The shocking reality of money laundering in SA
Hawken McEwan reports in MoneyWeb that South Africa’s battle against crime isn’t just fought on the streets—it is waged in online meetings, boardrooms, banks, and businesses nationwide. As our crime rates surge, so does the urgency for criminals to “clean” their ill-gotten gains.
The hard truth? Your business might unwittingly be their laundromat.
Kidnapping cases have skyrocketed by 183% over nine years, with 10 826 cases recorded in 2021/2022. Drug-related crimes and illegal firearm possession have surged by over 15%, while cash-in-transit heists and truck hijackings continue to plague our communities. These are not just numbers but a stark reminder of the criminal undercurrent threatening our society.

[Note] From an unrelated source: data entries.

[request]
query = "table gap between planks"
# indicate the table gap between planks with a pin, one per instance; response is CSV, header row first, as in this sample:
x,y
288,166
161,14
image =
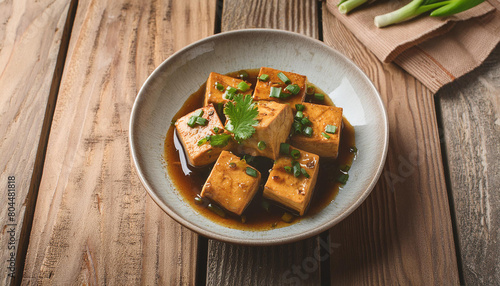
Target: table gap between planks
x,y
92,212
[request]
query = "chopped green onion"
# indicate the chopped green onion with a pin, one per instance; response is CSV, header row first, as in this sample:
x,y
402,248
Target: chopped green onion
x,y
331,129
261,145
304,172
275,92
299,107
310,90
192,121
219,86
284,78
295,154
285,148
297,127
293,88
217,210
251,172
288,218
307,131
319,96
343,178
264,77
243,86
203,140
201,121
198,113
305,121
243,74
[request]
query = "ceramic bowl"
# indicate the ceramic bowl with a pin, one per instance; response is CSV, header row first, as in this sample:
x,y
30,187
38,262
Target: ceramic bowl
x,y
165,91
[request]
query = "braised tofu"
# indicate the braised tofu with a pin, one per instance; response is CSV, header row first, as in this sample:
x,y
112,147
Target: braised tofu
x,y
275,80
292,181
326,124
230,184
200,154
275,120
217,86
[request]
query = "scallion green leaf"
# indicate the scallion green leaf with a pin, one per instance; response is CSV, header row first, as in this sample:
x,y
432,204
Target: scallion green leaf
x,y
284,78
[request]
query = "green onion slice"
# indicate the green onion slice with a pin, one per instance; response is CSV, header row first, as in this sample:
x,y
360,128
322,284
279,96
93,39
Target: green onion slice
x,y
201,121
285,148
293,88
284,78
264,77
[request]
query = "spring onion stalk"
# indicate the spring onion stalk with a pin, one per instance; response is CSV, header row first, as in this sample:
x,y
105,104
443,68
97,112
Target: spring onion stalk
x,y
346,6
439,8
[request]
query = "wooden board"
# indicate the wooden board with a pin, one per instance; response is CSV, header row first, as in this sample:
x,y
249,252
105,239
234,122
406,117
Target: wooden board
x,y
470,110
31,36
402,234
292,263
94,222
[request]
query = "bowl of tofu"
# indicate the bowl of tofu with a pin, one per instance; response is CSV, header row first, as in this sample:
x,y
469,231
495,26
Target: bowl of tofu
x,y
259,157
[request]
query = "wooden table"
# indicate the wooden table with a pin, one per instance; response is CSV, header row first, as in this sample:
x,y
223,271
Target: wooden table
x,y
70,71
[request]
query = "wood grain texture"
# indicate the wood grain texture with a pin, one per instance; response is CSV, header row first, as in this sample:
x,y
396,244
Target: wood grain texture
x,y
31,34
402,234
470,109
296,263
293,15
94,223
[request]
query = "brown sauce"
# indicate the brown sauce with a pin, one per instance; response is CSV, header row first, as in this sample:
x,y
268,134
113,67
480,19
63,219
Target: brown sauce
x,y
189,180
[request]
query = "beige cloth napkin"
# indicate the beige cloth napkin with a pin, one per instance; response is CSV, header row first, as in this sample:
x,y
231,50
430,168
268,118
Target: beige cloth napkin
x,y
434,50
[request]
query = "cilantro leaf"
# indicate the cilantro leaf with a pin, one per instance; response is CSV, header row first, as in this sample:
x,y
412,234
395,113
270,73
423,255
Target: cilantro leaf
x,y
241,117
219,140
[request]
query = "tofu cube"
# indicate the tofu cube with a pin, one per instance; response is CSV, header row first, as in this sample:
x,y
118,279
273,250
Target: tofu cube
x,y
285,188
229,185
215,96
275,120
321,116
263,88
203,154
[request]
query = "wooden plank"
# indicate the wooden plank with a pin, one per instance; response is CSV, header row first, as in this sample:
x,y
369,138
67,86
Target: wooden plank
x,y
292,263
402,234
470,110
94,222
31,36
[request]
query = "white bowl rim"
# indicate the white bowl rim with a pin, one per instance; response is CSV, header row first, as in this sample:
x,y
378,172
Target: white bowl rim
x,y
274,241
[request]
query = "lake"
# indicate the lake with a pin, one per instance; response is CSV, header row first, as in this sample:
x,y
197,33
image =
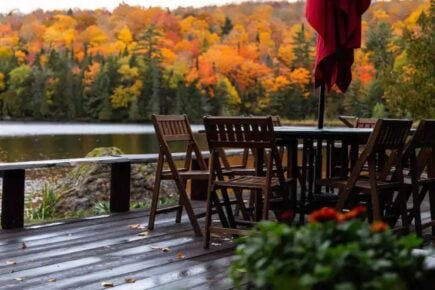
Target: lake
x,y
21,141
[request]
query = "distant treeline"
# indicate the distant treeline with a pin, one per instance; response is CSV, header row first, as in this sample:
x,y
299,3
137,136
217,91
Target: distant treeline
x,y
252,58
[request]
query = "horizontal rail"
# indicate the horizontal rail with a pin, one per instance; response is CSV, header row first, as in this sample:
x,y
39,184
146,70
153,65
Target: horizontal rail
x,y
14,175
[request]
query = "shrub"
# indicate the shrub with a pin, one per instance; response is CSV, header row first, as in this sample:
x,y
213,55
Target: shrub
x,y
332,251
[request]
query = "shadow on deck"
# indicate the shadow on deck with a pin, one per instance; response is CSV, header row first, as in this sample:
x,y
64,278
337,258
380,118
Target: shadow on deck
x,y
82,254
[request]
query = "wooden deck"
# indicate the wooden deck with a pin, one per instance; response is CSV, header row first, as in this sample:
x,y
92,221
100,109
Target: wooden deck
x,y
83,254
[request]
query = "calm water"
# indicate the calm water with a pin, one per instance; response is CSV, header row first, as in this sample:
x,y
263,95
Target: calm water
x,y
38,141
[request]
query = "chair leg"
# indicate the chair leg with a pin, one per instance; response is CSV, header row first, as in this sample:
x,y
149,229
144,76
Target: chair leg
x,y
376,207
155,197
228,209
343,196
190,212
416,210
180,203
266,201
403,210
208,213
241,204
432,206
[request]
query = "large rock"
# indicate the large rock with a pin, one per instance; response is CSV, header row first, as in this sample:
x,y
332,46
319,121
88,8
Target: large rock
x,y
87,184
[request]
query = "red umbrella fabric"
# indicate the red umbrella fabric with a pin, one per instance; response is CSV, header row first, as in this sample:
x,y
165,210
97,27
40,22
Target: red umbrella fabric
x,y
338,24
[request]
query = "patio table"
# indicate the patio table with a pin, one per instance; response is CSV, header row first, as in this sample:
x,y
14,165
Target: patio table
x,y
314,140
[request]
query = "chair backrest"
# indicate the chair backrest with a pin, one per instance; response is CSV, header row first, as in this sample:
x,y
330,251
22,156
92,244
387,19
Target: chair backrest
x,y
239,132
243,132
423,139
424,136
365,123
388,135
349,121
176,128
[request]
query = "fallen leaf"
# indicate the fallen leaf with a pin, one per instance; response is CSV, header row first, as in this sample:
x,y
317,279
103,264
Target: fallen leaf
x,y
107,284
143,234
180,256
134,226
129,280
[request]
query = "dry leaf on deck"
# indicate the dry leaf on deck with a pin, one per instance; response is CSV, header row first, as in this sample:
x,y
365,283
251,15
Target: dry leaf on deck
x,y
107,284
180,256
129,280
134,226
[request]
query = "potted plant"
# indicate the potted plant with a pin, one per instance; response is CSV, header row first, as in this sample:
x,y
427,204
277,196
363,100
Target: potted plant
x,y
332,251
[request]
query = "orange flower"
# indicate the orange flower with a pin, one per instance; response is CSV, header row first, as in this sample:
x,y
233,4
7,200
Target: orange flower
x,y
323,215
379,227
287,215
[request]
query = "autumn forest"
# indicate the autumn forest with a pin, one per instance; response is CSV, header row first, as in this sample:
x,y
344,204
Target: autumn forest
x,y
251,58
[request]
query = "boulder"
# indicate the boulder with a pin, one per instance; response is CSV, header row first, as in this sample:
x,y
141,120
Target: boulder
x,y
85,185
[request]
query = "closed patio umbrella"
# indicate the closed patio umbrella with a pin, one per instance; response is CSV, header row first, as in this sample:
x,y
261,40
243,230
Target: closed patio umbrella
x,y
338,24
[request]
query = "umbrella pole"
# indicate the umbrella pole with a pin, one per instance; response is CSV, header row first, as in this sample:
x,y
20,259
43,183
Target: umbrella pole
x,y
321,107
318,160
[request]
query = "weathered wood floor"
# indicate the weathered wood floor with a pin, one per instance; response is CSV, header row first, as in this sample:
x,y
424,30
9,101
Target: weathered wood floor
x,y
85,253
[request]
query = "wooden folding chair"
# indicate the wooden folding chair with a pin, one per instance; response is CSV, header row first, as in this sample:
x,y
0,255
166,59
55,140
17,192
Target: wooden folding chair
x,y
421,153
255,133
388,136
243,168
176,128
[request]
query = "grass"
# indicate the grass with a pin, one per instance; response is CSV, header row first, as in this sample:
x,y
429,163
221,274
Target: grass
x,y
40,206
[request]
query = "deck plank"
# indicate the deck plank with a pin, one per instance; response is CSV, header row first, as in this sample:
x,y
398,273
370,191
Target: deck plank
x,y
83,253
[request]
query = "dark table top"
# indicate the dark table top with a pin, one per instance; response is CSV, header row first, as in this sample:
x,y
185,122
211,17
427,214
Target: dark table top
x,y
314,132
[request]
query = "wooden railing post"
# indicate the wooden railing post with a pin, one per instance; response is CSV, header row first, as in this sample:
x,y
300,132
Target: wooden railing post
x,y
120,187
12,215
198,188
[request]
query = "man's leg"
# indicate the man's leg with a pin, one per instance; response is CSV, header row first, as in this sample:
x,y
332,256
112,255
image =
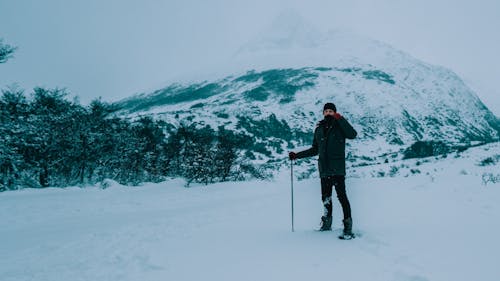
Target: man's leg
x,y
339,182
326,197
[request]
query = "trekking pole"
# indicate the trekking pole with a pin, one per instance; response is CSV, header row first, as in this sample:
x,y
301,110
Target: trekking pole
x,y
291,177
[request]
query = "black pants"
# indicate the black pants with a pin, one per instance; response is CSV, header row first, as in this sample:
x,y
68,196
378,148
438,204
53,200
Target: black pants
x,y
326,194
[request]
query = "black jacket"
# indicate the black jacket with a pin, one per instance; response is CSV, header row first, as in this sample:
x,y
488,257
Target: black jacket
x,y
329,144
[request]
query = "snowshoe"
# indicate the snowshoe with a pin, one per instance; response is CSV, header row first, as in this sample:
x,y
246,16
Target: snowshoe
x,y
326,224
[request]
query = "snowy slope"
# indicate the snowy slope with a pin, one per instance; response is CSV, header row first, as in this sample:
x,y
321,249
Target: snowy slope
x,y
292,69
437,225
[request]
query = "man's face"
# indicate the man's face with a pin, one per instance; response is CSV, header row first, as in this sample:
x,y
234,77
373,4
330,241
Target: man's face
x,y
328,112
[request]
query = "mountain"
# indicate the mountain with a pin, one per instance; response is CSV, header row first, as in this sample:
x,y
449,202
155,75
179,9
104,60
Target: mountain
x,y
274,88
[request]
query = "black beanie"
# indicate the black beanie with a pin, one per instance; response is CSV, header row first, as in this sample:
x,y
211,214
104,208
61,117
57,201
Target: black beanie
x,y
329,105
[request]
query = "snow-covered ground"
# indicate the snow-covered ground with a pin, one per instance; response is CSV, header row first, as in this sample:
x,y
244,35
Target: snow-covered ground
x,y
439,224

It’s important to understand that criminals don’t just use banks to launder money. They exploit businesses in high-risk sectors, such as financial service providers, estate agents, attorneys, and vendors dealing in high-value goods.
Perpetrators often use the professional status of certain industries to make their illicit business, financial, or property transactions appear legitimate.
Estimates suggest?South African businesses launder between R16 billion and R64 billion annually. That is not just criminal money—it is a cancer eating away at our economy, distorting markets, funding criminal syndicates and undermining legitimate businesses.